Comparing daytime, equatorial E×B drift velocities and TOPEX/TEC observations associated with the 4-cell, non-migrating tidal structure
- 1Cooperative Institute for Research in Environmental Sciences, University of Colorado, USA
- 2Space Weather Prediction Center, National Centers for Environmental Prediction, National Weather Service, National Oceanic and Atmospheric Administration, Boulder, CO, USA
- 3Center for Atmospheric and Space Sciences, Utah State University, Logan, UT, USA
Abstract. We investigate the seasonal and longitude dependence of the daytime, vertical E×B drift velocities, on a day-to-day basis, using a recently-developed technique for inferring realistic E×B drifts from ground-based magnetometer observations. We have chosen only quiet days, Ap<10, from January 2001 through December 2002, so that the main contribution to the variability is due to the variability in the tidal forcing from below.
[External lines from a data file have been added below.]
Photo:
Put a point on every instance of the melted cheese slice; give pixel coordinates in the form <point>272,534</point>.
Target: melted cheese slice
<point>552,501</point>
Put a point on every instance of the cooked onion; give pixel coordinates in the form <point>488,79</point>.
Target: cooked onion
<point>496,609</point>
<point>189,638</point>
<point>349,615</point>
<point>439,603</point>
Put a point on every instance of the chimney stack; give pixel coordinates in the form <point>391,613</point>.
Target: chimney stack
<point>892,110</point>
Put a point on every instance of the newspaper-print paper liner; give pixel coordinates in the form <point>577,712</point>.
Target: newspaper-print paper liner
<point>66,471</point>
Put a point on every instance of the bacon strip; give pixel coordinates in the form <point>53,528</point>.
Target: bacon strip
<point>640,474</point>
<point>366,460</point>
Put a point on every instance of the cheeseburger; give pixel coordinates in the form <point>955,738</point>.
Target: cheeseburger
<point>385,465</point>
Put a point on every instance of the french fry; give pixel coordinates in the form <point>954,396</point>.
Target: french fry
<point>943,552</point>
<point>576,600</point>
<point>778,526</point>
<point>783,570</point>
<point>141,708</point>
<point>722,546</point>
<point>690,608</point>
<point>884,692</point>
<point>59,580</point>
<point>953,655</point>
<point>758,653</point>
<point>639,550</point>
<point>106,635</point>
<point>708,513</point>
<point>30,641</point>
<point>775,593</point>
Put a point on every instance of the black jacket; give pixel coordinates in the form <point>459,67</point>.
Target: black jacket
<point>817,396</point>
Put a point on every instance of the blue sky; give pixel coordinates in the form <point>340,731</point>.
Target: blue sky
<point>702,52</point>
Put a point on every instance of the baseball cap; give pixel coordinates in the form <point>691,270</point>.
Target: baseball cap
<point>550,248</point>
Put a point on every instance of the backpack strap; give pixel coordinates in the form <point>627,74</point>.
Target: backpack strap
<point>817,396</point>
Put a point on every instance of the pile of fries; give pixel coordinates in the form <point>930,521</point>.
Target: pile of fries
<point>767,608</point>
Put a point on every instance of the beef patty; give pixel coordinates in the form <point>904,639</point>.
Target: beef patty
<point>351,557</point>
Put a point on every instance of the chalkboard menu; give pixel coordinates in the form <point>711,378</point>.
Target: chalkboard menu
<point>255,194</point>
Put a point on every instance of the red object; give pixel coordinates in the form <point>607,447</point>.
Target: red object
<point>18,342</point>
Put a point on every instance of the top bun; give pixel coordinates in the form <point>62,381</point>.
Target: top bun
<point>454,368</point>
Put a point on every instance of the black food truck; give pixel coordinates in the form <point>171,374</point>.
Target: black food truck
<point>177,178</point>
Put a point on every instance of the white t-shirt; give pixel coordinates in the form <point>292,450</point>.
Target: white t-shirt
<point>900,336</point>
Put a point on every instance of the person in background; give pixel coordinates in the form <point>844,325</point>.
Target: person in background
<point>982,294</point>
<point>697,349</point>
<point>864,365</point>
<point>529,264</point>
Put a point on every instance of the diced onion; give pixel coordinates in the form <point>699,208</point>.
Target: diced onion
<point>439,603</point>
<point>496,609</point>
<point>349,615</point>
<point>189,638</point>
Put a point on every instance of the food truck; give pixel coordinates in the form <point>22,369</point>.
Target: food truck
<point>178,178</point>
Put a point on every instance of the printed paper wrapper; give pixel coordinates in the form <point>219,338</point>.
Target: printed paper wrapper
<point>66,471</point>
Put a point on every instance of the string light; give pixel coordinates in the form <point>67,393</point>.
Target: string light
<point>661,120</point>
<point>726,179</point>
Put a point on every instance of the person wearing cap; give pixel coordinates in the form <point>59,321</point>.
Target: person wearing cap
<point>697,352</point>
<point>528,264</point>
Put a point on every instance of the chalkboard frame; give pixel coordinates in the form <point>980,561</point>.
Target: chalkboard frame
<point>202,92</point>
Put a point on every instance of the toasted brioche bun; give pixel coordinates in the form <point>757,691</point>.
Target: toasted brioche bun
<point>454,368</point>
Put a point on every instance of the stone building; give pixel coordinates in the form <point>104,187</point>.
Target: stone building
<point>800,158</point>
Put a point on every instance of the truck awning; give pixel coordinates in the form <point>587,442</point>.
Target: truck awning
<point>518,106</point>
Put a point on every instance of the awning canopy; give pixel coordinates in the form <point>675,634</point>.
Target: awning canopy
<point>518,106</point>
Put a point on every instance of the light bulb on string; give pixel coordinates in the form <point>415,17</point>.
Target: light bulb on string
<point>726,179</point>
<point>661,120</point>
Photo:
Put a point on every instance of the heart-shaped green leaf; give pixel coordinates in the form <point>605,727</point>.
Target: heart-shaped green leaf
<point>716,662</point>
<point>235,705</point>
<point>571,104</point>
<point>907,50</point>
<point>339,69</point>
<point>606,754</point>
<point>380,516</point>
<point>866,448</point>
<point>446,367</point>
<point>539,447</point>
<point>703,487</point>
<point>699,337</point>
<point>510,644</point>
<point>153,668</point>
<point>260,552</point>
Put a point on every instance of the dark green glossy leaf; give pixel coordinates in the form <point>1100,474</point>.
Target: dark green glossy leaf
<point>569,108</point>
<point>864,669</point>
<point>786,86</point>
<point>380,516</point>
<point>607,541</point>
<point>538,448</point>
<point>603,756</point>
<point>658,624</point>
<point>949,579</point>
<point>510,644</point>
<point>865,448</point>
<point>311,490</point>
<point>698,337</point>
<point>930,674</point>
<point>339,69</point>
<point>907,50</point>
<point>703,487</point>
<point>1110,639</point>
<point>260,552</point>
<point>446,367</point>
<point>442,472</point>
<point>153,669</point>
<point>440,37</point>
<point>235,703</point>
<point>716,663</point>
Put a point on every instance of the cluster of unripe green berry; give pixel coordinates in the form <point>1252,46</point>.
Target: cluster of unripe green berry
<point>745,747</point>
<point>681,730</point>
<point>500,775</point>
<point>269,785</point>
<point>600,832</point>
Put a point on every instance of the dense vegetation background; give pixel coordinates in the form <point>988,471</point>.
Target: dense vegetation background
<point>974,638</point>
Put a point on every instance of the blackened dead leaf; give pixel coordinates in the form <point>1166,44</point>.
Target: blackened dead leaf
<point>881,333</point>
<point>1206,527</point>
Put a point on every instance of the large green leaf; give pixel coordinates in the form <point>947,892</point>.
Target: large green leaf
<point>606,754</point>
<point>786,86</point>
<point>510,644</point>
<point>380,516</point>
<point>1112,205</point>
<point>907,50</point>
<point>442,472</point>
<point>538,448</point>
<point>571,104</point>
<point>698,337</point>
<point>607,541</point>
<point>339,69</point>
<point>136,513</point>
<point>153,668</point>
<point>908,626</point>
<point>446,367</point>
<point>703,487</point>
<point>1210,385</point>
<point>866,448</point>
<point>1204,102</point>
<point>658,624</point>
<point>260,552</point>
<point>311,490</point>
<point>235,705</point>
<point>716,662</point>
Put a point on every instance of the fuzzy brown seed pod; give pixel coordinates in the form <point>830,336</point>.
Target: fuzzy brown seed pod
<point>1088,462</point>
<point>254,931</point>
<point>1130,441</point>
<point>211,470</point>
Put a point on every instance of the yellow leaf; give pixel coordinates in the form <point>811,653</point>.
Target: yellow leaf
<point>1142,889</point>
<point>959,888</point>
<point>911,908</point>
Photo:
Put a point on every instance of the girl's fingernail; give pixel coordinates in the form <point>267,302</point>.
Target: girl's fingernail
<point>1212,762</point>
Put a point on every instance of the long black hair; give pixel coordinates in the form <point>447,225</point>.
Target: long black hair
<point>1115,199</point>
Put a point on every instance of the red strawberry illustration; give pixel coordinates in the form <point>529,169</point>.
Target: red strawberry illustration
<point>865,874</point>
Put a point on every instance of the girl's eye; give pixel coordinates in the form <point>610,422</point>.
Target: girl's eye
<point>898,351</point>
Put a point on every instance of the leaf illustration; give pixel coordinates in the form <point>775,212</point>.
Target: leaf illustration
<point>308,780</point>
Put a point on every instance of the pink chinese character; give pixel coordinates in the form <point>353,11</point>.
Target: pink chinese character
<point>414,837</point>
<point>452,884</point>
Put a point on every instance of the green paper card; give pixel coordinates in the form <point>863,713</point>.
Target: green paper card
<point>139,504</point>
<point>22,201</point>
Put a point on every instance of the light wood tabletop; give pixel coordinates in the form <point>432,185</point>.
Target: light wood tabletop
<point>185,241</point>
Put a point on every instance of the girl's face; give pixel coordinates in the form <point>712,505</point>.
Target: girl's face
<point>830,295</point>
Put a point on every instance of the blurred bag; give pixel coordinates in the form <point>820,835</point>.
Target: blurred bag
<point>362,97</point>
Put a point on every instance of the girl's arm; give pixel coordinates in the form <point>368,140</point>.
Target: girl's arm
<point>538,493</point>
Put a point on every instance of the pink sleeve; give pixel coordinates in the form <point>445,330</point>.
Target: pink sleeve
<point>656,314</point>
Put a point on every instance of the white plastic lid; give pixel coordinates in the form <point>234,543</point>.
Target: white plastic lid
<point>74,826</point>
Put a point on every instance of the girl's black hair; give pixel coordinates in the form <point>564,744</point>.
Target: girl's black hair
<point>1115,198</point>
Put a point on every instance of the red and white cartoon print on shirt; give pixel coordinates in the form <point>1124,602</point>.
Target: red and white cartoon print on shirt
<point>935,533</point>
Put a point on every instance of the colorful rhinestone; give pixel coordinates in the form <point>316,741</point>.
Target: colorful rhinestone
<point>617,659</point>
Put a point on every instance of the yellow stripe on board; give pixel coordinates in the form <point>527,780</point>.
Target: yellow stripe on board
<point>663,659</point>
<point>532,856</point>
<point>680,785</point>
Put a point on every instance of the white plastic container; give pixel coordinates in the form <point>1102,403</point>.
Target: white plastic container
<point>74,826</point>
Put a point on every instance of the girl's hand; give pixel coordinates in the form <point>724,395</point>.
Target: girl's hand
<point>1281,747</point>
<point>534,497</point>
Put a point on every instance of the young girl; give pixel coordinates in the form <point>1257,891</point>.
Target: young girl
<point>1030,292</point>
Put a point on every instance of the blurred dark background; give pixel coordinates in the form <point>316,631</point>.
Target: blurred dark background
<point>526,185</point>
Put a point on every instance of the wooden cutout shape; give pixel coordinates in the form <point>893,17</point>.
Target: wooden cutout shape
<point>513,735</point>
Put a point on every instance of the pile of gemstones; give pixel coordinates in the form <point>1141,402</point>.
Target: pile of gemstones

In order to study the longitude dependence in daytime E×B drift velocities, we use appropriately-placed magnetometers in the Peruvian, Philippine, Indonesian and Indian longitude sectors. Since we are particularly interested in quantifying the E×B drift velocities associated with the 4-cell, non-migrating tidal structure, we compare the seasonal and longitude E×B drift structure with TOPEX satellite observations of Total Electron Content (TEC). We outline a plan to establish the magnitude of the longitude gradients that exist in the daytime, vertical E×B drift velocities at the boundaries of the observed 4-cell patterns and to theoretically identify the physical mechanisms that account for these sharp gradients. The paper demonstrates that sharp gradients in E×B drift velocities exist at one of the 4-cell boundaries and outlines how the C/NOFS IVM and VEFI sensor observations could be used to establish the E×B drift longitude gradients at the boundaries of each of the 4 cells. In addition, the paper identifies one of the theoretical, atmosphere/ionosphere models that could be employed to identify the physical mechanisms that might explain these observations.